Runway
Runway
Runway is a Python library that simplifies the process of migrating your relational data into a graph. It provides tools that abstract communication with OpenAI to run discovery on your data and generate a data model, as well as tools to generate ingestion code and load your data into a Neo4j instance.
Key Features
- Data Discovery: Harness OpenAI LLMs to provide valuable insights from your data
- Graph Data Modeling: Utilize OpenAI and the Instructor Python library to create valid graph data models
- Code Generation: Generate ingestion code for your preferred method of loading data
- Data Ingestion: Load your data using Runway’s built in implementation of PyIngest - Neo4j’s popular ingestion tool
Requirements
Runway uses graphviz to visualize data models. To enjoy this feature please download graphviz.
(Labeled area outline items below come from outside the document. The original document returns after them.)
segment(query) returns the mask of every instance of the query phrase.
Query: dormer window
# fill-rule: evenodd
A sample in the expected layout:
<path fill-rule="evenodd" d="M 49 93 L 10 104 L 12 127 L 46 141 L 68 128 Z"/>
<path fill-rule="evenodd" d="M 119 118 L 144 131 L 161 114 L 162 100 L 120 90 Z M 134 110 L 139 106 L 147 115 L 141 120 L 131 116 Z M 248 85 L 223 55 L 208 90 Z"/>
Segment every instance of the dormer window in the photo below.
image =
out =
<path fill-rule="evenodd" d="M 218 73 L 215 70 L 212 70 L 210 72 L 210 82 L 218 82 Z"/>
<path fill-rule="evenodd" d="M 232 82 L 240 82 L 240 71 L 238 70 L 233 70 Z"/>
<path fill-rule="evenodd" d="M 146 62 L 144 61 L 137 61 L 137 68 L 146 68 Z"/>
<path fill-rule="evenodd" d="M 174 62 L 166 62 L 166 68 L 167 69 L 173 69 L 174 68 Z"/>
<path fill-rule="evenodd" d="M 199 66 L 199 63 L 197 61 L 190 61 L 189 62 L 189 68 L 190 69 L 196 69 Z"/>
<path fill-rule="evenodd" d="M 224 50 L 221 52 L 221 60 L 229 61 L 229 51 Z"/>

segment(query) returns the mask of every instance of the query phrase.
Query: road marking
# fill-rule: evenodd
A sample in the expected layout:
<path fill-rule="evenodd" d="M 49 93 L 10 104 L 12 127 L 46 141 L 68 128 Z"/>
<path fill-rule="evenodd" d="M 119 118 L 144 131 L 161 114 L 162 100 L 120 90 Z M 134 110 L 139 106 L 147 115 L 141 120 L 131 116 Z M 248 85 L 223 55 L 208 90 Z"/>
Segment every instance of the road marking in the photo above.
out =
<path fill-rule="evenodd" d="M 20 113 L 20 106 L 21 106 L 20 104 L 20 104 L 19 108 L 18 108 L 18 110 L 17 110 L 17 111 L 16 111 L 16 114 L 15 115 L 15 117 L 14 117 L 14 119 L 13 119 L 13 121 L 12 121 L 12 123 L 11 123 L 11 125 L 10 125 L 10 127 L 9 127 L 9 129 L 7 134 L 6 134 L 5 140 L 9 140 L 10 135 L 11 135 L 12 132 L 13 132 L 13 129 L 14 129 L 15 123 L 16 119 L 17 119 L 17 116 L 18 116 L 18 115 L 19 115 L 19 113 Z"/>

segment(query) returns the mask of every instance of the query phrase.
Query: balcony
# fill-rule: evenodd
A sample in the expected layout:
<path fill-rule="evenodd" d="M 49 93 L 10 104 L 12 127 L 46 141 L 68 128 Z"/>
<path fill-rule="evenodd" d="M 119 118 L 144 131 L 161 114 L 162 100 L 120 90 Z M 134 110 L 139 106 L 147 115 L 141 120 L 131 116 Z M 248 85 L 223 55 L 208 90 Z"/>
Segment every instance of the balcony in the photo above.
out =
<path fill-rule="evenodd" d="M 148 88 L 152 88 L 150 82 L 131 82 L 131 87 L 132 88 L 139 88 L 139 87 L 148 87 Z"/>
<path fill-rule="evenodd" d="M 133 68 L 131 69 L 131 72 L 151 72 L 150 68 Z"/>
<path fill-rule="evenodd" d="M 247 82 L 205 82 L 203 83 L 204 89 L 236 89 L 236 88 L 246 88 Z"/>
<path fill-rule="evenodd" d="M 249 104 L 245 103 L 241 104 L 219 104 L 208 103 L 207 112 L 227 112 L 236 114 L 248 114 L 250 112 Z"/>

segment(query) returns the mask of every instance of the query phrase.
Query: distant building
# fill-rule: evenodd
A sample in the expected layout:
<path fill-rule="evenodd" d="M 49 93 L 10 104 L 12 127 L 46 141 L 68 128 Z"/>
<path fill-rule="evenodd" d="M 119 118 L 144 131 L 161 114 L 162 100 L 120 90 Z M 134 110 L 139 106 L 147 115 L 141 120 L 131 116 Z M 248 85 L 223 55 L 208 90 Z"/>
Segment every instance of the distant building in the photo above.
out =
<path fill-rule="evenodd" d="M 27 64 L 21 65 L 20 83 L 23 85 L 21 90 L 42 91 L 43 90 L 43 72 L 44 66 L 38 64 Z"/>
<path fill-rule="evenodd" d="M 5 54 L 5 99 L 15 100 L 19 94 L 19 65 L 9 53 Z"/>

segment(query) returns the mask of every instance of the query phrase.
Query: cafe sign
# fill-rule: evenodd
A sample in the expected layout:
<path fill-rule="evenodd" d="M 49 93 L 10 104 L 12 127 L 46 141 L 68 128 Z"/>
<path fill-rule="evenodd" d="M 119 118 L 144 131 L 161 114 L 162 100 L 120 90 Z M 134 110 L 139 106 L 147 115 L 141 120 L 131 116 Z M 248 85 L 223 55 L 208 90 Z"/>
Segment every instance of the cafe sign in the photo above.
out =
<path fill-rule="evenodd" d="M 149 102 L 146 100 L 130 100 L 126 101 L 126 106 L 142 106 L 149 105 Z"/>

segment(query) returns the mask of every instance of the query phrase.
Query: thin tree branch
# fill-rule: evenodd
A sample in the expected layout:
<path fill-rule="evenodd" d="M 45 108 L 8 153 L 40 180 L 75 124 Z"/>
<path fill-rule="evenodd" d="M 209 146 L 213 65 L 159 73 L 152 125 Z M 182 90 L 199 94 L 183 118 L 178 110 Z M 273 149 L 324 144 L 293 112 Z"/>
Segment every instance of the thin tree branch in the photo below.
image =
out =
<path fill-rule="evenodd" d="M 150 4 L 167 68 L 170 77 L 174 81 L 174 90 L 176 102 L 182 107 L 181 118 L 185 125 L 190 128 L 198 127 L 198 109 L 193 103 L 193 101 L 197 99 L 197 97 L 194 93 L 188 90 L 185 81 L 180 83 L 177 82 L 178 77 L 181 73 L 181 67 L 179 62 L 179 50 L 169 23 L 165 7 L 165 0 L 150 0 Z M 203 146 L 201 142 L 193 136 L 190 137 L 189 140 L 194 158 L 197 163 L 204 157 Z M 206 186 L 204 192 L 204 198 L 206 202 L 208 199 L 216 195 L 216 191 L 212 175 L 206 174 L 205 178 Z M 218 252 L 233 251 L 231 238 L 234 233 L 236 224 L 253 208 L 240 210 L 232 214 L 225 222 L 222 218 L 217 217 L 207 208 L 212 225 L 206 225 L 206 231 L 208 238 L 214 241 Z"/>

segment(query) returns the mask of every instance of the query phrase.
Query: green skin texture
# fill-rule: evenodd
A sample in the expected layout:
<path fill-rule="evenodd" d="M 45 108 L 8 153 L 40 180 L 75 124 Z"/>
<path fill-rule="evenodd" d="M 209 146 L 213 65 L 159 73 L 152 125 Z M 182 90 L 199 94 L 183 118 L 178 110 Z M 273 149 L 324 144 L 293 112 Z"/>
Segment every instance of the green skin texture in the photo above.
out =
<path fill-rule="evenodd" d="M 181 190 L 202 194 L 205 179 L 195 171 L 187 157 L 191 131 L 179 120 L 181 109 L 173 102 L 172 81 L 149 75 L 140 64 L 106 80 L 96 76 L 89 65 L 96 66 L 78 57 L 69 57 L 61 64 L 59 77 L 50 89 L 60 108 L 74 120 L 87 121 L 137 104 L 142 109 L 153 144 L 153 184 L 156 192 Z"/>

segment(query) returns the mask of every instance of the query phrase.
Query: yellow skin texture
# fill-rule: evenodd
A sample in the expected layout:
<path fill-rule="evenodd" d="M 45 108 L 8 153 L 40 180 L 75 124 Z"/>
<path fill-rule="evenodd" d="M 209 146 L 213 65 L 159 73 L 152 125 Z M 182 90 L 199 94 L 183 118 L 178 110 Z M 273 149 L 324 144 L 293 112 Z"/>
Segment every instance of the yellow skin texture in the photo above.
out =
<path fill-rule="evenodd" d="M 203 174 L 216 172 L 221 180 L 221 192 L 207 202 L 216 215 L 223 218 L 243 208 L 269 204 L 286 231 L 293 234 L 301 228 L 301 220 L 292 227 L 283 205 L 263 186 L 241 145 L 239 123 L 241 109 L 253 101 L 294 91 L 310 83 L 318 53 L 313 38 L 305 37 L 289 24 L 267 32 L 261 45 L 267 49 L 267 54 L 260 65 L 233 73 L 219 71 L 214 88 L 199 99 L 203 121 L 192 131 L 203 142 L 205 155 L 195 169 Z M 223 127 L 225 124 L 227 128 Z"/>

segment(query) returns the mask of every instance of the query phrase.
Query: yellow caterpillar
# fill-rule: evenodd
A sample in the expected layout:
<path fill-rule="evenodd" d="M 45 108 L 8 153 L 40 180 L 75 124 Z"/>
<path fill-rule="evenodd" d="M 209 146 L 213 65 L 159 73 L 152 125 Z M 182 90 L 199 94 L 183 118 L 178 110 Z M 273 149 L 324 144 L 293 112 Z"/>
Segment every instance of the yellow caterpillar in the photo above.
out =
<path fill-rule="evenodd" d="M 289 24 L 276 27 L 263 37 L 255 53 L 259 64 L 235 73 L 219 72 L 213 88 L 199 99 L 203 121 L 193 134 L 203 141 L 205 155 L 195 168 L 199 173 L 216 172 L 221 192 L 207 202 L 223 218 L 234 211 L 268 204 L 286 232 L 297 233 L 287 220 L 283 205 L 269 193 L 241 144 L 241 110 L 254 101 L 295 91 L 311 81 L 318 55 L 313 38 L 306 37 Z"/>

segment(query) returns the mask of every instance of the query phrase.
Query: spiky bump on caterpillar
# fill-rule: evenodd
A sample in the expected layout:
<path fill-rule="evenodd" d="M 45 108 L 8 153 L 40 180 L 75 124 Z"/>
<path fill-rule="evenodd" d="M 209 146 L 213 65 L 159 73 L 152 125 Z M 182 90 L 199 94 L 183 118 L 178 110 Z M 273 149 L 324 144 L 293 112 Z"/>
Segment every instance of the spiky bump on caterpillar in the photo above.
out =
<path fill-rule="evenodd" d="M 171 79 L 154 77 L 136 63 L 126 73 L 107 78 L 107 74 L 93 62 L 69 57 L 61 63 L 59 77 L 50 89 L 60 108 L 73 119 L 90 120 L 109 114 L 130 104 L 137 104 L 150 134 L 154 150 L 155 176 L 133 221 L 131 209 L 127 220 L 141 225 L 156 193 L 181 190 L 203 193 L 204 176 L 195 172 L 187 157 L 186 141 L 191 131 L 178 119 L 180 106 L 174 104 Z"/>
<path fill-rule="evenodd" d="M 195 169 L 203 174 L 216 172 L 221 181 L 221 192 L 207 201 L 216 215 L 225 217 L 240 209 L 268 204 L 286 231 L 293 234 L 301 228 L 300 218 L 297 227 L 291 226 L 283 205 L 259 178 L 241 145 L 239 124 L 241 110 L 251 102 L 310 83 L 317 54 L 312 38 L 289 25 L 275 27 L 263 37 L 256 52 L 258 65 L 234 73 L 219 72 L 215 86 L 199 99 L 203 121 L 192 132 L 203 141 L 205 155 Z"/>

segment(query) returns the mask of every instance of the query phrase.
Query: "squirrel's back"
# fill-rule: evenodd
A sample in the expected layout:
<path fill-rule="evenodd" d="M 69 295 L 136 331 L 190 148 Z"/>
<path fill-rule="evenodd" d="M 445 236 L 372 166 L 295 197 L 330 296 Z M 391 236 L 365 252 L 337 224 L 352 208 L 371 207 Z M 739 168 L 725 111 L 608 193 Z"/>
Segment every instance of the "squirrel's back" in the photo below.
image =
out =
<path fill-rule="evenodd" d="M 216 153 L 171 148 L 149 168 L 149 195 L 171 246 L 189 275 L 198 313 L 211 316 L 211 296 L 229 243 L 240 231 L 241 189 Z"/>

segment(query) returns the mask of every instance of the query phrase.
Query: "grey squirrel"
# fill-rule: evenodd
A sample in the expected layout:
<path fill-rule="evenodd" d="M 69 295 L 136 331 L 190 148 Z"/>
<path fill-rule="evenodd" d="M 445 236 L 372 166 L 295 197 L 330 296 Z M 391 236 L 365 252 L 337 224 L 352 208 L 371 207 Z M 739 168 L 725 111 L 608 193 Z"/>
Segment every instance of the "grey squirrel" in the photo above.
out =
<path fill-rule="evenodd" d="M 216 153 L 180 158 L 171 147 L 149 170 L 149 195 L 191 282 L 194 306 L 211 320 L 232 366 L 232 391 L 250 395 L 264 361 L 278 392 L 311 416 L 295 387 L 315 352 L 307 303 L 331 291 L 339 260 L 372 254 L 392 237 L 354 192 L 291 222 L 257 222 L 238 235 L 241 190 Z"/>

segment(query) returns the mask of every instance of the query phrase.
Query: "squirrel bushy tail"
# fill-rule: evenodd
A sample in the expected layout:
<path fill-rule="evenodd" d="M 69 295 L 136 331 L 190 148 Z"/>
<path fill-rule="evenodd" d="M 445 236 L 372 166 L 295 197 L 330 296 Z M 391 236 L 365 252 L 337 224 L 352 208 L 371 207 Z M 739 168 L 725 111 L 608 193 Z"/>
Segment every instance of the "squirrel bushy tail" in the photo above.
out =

You’ll need a Neo4j instance to fully utilize Runway. Start up a free cloud hosted Aura instance or download the Neo4j Desktop app.
Get Running in Minutes
pip install neo4j-runway
Now let’s walk through a basic example.
Here we import the modules we’ll be using.
import pandas as pd
from neo4j_runway import Discovery, GraphDataModeler, PyIngest, UserInput
from neo4j_runway.code_generation import PyIngestConfigGenerator
from neo4j_runway.llm.openai import OpenAIDiscoveryLLM, OpenAIDataModelingLLM
Discovery
Now we…
- Define a general description of our data
- Provide brief descriptions of the columns of interest
- Provide any use cases we’d like our data model to address
- Load the data with Pandas
USER_GENERATED_INPUT = UserInput(
general_description='This is data on different countries.',
column_descriptions={
'id': 'unique id for a country.',
'name': 'the country name.',
'phone_code': 'country area code.',
'capital': 'the capital of the country.',
'currency_name': "name of the country's currency.",
'region': 'primary region of the country.',
'subregion': 'subregion location of the country.',
'timezones': 'timezones contained within the country borders.',
'latitude': 'the latitude coordinate of the country center.',
'longitude': 'the longitude coordinate of the country center.'
},
use_cases=[
"Which region contains the most subregions?",
"What currencies are most popular?",
"Which countries share timezones?"
]
)
data = pd.read_csv("data/csv/countries.csv")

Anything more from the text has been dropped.